I suspect the average consumer thinks of these stores as simply part of eBay and Amazon. But “hundreds of thousands” sounds much more impressive than “two”. Ain’t marketing grand?

Of course, my challenge to TheFind still stands.

November 8th, 2006
2:31 PM PT
Pixlover said:

Just having tested like.com, (launched today) I find the ChezImelda.com implementation for shoes still the most straight forward. Has been around for 2 months now and growing. They have 90,000 pairs, they allow you to click on shoe images, the network recentres in a milisecond, with 5 clicks you know the shoe universe and you are happy to go and purchase. Great tool…

December 14th, 2006
10:12 PM PT
Dave said:

Addthis is OK, but I prefer Socialite because you can set it to post blog articles or websites to multiple social networks automatically instead of just one with addthis.

February 9th, 2007
2:26 PM PT
Rick said:

at eDistiller, they rank the products based on quality. But they also allow you to search by Value. I’m not exactly sure what that is, but so far as I can tell it’s a measure of quality per dollar spent… at it’s not too bad.

March 1st, 2007
6:01 AM PT
Satish said:

Online shopping with price comparisons has now come to India. Bechna.com looks like the first off the starting blocks. I’ve been using them to check a few prices already…and made a couple of purchases online. Not a bad start. Still a long way to go for online shopping in India. Very much in its infancy.

March 27th, 2007
11:41 AM PT

Spot Cost http://www.spotcost.com

It is very hard to show accurate prices. That is what we are trying to be better at: more accurate prices, more accurate product information. Please let us know how we are doing.

Thanks
Chris

April 9th, 2007
8:47 AM PT
William said:

HagglePoint.com is another website making waves that’s worth a look.

May 1st, 2007
7:53 PM PT
James Duffy said:

I also like http://www.ShopWiki.com
They crawl all the ecommerce stores out there so you know you’ve searched everywhere for that great deal. I heard they just launched a site in the UK as well: http://www.QuickShop.co.uk

May 10th, 2007
1:22 AM PT
rad said:

bechna seems the only indian comparison website around.. even that’s been relaunched recently - this time around they seem more serious.

July 1st, 2007
11:48 PM PT
Tal S said:

SmartShopper (Comparison Shopping) uses smart product recognition and matching technology to actually recognize what it is people are looking to buy online and helpthem make better-informed decisions. It gives them everything they need at their exact point of search or purchase, including sotre and product ratings, reviews, tax and shipping info, local currency conversion, and even real-time eBay auction listings. Check it.

August 29th, 2007
2:05 PM PT

[...] Glimpse.com for an undisclosed amount of money. My bet is that TheFind is bulking up to compete with rivals such as Kaboodle, which now has the backing of magazine giant Hearst [...]

October 22nd, 2007
7:25 PM PT
Peter said:

Thanks . I just across a site which is targeted at Australian consumers.

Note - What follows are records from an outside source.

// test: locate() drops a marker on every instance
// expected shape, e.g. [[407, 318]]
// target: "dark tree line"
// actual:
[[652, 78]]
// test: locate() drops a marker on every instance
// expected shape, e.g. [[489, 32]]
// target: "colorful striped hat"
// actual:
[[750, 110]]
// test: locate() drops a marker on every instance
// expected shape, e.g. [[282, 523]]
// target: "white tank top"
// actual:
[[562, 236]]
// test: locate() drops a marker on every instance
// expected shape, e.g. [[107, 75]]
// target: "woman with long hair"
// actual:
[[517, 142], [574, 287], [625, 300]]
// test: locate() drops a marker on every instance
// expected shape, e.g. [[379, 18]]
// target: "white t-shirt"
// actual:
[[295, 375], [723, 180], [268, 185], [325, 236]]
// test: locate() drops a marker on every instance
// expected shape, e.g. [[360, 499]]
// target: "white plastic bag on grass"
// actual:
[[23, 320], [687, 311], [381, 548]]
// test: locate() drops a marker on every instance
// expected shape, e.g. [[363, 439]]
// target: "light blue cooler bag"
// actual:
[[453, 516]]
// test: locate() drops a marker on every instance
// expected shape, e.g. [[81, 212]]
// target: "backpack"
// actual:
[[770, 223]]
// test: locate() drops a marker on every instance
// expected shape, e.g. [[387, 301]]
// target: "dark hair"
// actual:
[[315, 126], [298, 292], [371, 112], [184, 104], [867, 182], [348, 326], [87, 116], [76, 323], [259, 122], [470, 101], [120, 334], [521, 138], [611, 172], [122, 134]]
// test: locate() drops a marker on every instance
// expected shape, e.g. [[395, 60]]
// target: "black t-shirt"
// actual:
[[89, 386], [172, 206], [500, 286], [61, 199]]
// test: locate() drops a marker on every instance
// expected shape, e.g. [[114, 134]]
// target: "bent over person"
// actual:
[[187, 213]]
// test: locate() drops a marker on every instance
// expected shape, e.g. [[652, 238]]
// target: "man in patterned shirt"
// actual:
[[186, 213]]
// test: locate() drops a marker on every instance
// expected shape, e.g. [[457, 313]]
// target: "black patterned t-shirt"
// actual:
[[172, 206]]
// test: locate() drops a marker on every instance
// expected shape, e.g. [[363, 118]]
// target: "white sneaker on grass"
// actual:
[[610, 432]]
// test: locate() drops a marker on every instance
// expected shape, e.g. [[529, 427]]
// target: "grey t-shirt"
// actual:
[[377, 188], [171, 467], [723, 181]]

http://www.topbargains.com.au/

However, most of the community based bargain sharing sites are emerging in the US only and there are very few of them for consumers like countries in UK and Australia. Hopefully they catch up soon.

November 20th, 2007
9:05 PM PT
Joe said:

I just came across a site I used to buy my books called SmartBookFinder.com, http://www.smartbookfinder.com. They are book price comparison search engine. I find their interface very user friendly and fast. They also have a book buyback & book rental comparison service. I find their book rental comparison very interesting, haven’t ever scene that before.